Cette vague qui nous a vraiment submergés, le canal qui a crevé ; l’Orbiel et ses affluents, le Trapel qui ont amené tellement d’eau dans la plaine de Villalier et de Malves... Les arches du pont-canal où passe l’Orbiel étaient bouchées par des embâcles, et l’eau a débordé et est passée dans le canal. C’est comme un barrage qui pète. Donc on a eu un mètre d’eau supplémentaire. C’est ce qui s’est passé en 1895, le canal avait crevé. Il faut nettoyer le lit de la rivière. Nous avons eu des dégâts considérables dans les vignes, un mètre soixante d’eau sur quarante-deux hectares ! La cave était submergée. On venait de finir les vendanges, j’avais des cuves en fermentation, des cuves souterraines. La perte s’élève à plus de deux cents hectolitres de vin. Tous les équipements étaient sous l’eau. On a dû redresser les vignes. Les pieds avaient tenu, couchés. Avec beaucoup de travail, d’aide de voisins, de vignerons venus de loin, on a pu tailler. Il y a eu beaucoup de solidarité. Pratiquement deux mois après, il y avait cent vingt personnes sur le domaine. Au travers des syndicats professionnels, des vignerons du Gard sont venus nous aider. En plus, c’étaient des pros ! La vigne est une plante extraordinaire, à force de travail et de remise en état, on a planté des milliers de piques. Quelques parcelles ont été très ravinées et on n’a même pas replanté dessus, mais c’est moins de 1 % du domaine.  

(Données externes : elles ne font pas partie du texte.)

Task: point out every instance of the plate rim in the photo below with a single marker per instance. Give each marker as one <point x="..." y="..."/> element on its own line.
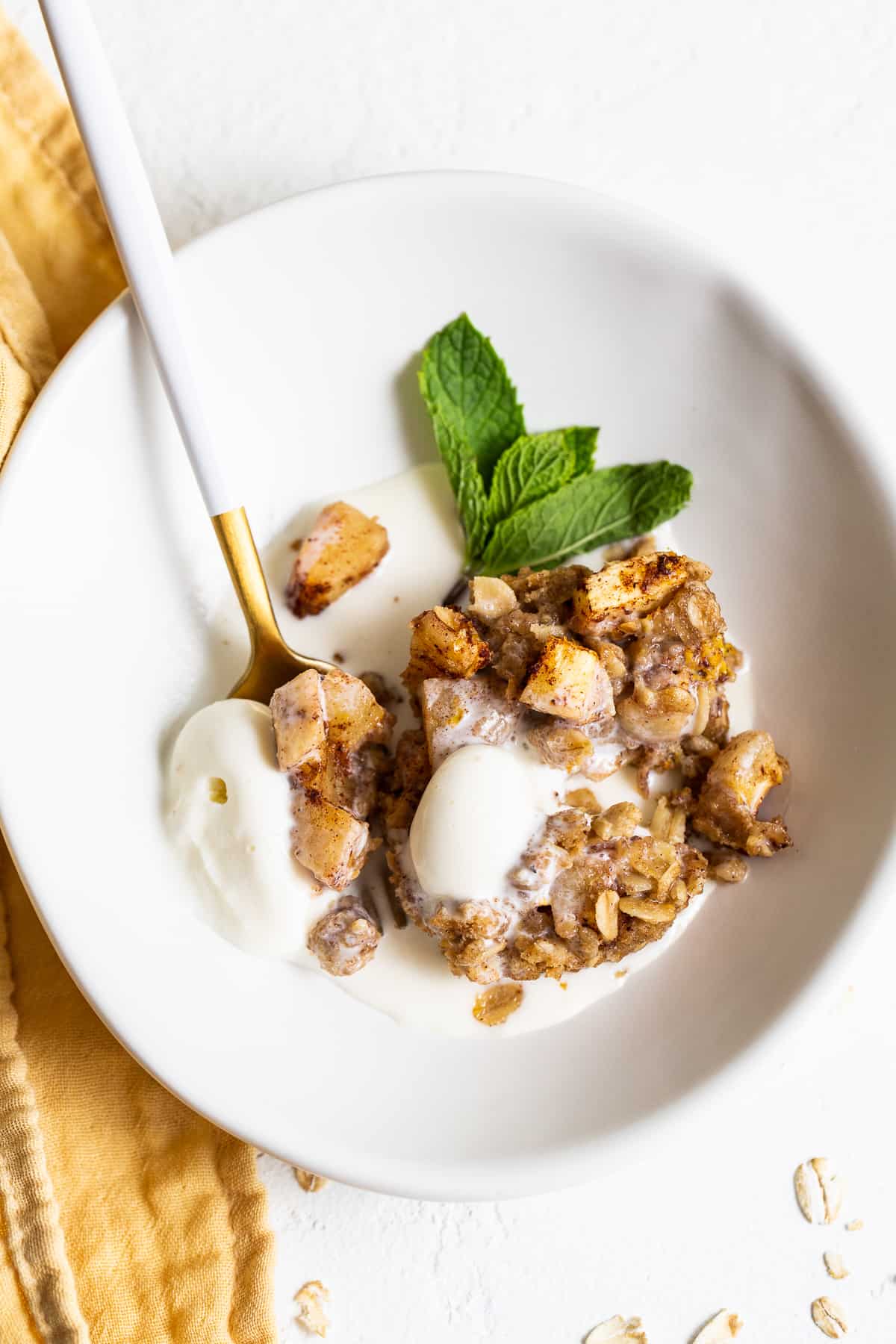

L’eau est montée tellement haut, elle n’a pas tellement raviné le sol, au contraire elle a déposé du limon. On travaillait jour et nuit pour remettre à niveau le vignoble. La vigne a une telle résilience qu’on a eu une bonne récolte l’année suivante, dans la moyenne des dix dernières années. J’ai fait pas loin d’une vingtaine de déclarations aux assurances. Elles ont bien joué le jeu. Nous avons eu rapidement deux tracteurs neufs. On a réparé deux vieux tracteurs, et beaucoup d’autres matériels. On a fait du tri, on n’a pas tout remplacé, on a réparé. On a sauvé une partie du vin en cave, car elle était fermée. Mais la force de l’eau est inimaginable. L’Aude passait dans la cave avec des troncs d’arbres. Des cuves sont sorties et ont été retrouvées à une centaine de mètres dans les vignes. On voyait les canalisations sur le chemin pour venir à la maison. On a eu trois camions de plus de trente tonnes de gravier pour pouvoir passer. Puis on a eu le Covid et la gelée noire (c’est sec et on descend à - 5 ou – 6 et ça devient marron). On a passé trois à quatre ans à remettre à jour le matériel, donc pendant ce temps on n’a pas investi dans l’innovation. Nous sommes dans une accélération de phénomènes que l’on n’a jamais connus.